Corner Cases: How Size and Position of Objects Challenge ImageNet-Trained Models
Mishal Fatima, Steffen Jung, Margret Keuper

TL;DR
This paper investigates how object size and position biases in images influence the reliance of ImageNet-trained models on background features, revealing limitations of current mitigation methods and introducing a synthetic dataset to study these effects.
Contribution
It introduces Hard-Spurious-ImageNet, a synthetic dataset to analyze size and position biases, and demonstrates that existing methods fail to address these biases effectively.
Findings
Models rely on background features when objects are small and off-center.
Current mitigation methods do not account for size and position biases.

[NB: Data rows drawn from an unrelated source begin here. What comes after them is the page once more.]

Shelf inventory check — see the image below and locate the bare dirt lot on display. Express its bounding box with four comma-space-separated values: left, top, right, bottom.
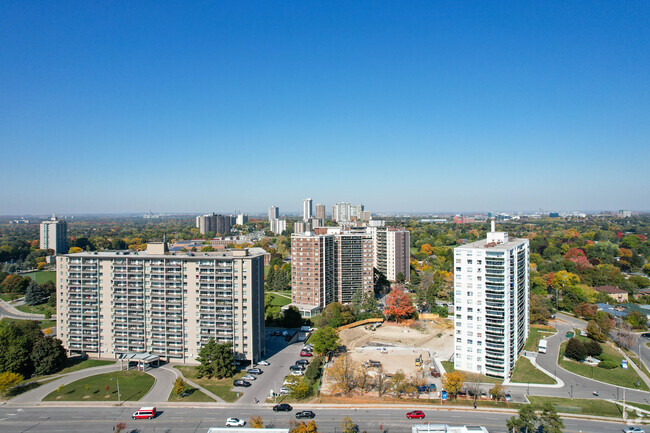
339, 319, 454, 374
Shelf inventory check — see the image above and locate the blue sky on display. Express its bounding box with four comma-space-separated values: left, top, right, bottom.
0, 0, 650, 214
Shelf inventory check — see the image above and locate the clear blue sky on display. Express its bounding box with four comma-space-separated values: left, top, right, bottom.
0, 0, 650, 214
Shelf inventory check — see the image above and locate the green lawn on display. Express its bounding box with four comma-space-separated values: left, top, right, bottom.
510, 356, 556, 384
558, 337, 648, 391
528, 395, 623, 418
167, 385, 215, 403
22, 271, 56, 284
524, 325, 557, 352
441, 361, 503, 383
43, 371, 155, 401
174, 365, 246, 403
16, 304, 56, 316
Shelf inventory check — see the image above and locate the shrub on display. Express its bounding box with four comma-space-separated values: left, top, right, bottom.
598, 360, 618, 370
564, 338, 587, 362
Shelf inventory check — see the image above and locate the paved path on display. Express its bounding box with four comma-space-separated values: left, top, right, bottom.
0, 299, 45, 320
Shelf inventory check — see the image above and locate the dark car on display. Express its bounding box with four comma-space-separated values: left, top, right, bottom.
273, 403, 293, 412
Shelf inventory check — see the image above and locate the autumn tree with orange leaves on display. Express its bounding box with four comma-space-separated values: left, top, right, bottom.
384, 288, 415, 322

Biases affect worst-group accuracy in image classification.
Abstract
Backgrounds in images play a major role in contributing to spurious correlations among different data points. Owing to aesthetic preferences of humans capturing the images, datasets can exhibit positional (location of the object within a given frame) and size (region-of-interest to image ratio) biases for different classes. In this paper, we show that these biases can impact how much a model relies on spurious features in the background to make its predictions. To better illustrate our findings, we propose a synthetic dataset derived from ImageNet-1k, Hard-Spurious-ImageNet, which contains images with various backgrounds, object positions, and object sizes. By evaluating the dataset on different pretrained models, we find that most models rely heavily on spurious features in the background when the region-of-interest (ROI) to image ratio is small and the object is far from the center of…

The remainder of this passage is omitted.